Purpose: To develop a probabilistic model of outcomes of radiation therapy which includes both dosimetric and non‐dosimetric predictors, and includes a decision‐making component to quantify the balance between disease cure and radiation‐induced side‐effects. This model was implemented to assess IMRT treatment plans for individual patients for head and neck cancer. Materials and Methods: Physicians have available many resources that may not be easily reconcilable to predict patient outcomes. Dosimetric indicators, such as the EUD and NTCP are probabilistic in nature, without explicit representation of the underlying biology. Clinical trials focus on patient and disease characteristics, such as disease location, T‐stage, nodal involvement, Karnofsky performance status, and often include one treatment variable, such as DVH‐cutpoints or chemotherapy regimes. Newly recognized factors, such as HPV positivity, may affect outcome, however, without definitive clinical data, integrating such factors into clinical decision‐making is not straightforward. Finally, experience‐driven beliefs affect treatment choices and may vary between physicians. We combine all of the aforementioned resources using a Bayesian network in order to make an outcome prediction for each IMRT plan. Outcome predictions highlight the stark trade‐off between preventing recurrent disease that generally has a fatal prognosis and preventing radiation‐induced side effects that range from xerostemia to blindness to paralysis. We use a Markov Model to compute a quality‐adjusted life expectancy using patient preferences for health states.

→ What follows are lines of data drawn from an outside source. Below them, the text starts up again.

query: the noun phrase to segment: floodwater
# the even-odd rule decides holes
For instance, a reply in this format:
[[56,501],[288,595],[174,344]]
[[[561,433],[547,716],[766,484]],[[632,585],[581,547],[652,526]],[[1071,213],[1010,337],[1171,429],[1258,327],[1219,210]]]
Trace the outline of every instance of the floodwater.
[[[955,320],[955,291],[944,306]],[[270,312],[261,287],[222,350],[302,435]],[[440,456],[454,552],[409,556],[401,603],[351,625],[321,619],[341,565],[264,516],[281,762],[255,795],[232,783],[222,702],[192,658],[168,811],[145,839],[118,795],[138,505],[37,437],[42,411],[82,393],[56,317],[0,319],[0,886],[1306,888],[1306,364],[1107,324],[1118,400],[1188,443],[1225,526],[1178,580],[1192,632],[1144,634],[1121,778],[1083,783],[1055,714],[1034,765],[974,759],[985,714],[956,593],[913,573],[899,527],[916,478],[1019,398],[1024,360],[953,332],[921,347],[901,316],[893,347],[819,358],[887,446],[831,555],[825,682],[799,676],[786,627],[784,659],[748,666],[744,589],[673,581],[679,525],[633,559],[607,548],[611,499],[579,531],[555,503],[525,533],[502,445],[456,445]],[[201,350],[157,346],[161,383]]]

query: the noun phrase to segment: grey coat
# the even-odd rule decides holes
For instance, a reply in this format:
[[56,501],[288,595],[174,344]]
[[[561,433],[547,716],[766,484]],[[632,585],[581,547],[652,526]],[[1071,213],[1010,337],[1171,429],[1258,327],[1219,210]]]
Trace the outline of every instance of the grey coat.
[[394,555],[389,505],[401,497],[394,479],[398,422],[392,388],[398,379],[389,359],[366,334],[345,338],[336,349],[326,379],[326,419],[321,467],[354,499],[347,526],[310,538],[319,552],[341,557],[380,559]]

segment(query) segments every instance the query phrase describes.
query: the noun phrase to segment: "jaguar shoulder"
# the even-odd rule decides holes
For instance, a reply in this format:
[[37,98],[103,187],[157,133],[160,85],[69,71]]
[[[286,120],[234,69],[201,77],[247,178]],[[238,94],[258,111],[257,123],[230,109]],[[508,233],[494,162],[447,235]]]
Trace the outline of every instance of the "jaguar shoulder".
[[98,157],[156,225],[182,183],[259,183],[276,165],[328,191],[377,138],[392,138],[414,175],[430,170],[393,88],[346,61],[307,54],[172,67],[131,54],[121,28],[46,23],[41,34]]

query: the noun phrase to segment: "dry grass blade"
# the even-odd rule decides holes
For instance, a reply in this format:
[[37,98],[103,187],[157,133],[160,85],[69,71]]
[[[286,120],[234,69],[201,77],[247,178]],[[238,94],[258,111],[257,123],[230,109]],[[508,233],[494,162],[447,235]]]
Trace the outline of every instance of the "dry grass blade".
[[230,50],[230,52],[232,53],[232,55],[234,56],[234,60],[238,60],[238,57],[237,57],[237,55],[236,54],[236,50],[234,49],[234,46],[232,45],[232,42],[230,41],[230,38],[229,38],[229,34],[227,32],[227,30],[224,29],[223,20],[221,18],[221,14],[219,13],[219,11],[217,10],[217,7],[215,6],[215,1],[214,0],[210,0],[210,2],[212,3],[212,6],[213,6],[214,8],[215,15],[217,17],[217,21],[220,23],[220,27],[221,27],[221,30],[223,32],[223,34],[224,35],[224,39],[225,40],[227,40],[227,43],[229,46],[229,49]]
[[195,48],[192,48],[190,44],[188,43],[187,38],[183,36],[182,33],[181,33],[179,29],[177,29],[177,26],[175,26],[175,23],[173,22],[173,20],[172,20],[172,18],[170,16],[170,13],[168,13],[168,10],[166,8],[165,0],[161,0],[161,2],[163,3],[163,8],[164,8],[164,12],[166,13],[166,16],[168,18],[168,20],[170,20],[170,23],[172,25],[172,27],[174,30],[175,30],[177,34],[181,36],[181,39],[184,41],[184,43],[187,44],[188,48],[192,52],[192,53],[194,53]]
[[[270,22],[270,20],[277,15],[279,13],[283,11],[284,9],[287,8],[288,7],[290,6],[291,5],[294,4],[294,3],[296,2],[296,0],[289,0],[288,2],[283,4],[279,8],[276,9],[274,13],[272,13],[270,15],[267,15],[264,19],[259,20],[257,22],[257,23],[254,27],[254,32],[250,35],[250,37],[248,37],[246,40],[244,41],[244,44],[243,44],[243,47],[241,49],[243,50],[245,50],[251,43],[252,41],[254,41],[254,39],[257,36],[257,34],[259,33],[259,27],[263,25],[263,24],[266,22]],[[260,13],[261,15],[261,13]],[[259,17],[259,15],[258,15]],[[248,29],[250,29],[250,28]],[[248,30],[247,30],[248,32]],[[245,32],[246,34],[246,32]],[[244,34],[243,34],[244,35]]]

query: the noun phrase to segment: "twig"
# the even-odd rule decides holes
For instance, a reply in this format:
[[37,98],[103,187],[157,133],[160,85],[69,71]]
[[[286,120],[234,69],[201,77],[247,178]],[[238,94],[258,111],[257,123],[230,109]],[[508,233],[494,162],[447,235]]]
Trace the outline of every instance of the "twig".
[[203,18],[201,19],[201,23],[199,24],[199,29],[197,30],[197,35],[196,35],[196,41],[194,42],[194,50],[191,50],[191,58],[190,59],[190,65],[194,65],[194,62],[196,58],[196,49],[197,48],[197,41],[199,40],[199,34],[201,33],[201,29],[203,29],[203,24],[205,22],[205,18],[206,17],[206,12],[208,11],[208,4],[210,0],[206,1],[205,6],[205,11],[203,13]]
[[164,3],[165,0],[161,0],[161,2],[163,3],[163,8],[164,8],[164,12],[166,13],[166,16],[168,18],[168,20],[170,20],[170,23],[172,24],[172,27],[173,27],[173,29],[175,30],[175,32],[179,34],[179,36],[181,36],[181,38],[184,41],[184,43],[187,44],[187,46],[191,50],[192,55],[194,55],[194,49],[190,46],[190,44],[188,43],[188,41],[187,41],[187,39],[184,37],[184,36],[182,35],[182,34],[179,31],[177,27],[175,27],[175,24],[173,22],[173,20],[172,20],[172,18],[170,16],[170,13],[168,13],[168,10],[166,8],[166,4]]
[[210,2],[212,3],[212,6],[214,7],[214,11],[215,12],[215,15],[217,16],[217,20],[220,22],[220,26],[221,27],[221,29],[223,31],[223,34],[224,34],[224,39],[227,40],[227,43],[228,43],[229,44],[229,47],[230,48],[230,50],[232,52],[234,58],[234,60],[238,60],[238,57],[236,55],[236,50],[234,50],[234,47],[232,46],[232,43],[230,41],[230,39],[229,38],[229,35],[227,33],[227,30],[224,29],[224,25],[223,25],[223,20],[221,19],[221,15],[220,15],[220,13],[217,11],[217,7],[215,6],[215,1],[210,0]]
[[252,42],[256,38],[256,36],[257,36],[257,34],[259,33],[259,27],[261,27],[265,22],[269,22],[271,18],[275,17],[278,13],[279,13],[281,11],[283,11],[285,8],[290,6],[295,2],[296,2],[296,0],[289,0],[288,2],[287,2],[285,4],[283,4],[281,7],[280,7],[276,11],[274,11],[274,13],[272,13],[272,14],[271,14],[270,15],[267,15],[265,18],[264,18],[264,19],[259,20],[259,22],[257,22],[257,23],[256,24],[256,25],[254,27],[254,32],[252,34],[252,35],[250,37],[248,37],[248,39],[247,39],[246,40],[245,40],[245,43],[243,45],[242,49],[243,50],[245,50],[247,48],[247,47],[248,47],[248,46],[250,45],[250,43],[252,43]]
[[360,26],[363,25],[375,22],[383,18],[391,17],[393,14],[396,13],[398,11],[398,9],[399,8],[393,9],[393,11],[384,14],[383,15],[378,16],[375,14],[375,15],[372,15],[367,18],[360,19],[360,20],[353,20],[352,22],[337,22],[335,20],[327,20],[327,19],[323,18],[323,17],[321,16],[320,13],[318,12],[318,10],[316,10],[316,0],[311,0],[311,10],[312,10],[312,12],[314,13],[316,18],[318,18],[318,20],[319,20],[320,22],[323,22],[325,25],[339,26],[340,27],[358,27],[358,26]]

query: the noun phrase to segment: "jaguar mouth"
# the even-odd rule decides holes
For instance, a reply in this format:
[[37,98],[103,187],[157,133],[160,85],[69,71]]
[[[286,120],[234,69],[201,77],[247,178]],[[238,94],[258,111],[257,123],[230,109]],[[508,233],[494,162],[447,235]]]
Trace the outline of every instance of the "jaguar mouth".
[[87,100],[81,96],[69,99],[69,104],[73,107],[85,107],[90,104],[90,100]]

Results: Probabilities of local and distant control matched published values well, as did life expectancies. The trade‐offs between quality of life and quantity of life are explored. Sensitivity analysis highlighted physician beliefs that affected treatment choices. Conclusions: Modeling of radiation therapy has grown progressively more sophisticated. We present a method by which probabilities and expected values of clinically relevant outcomes, based on a range of variables, are calculated.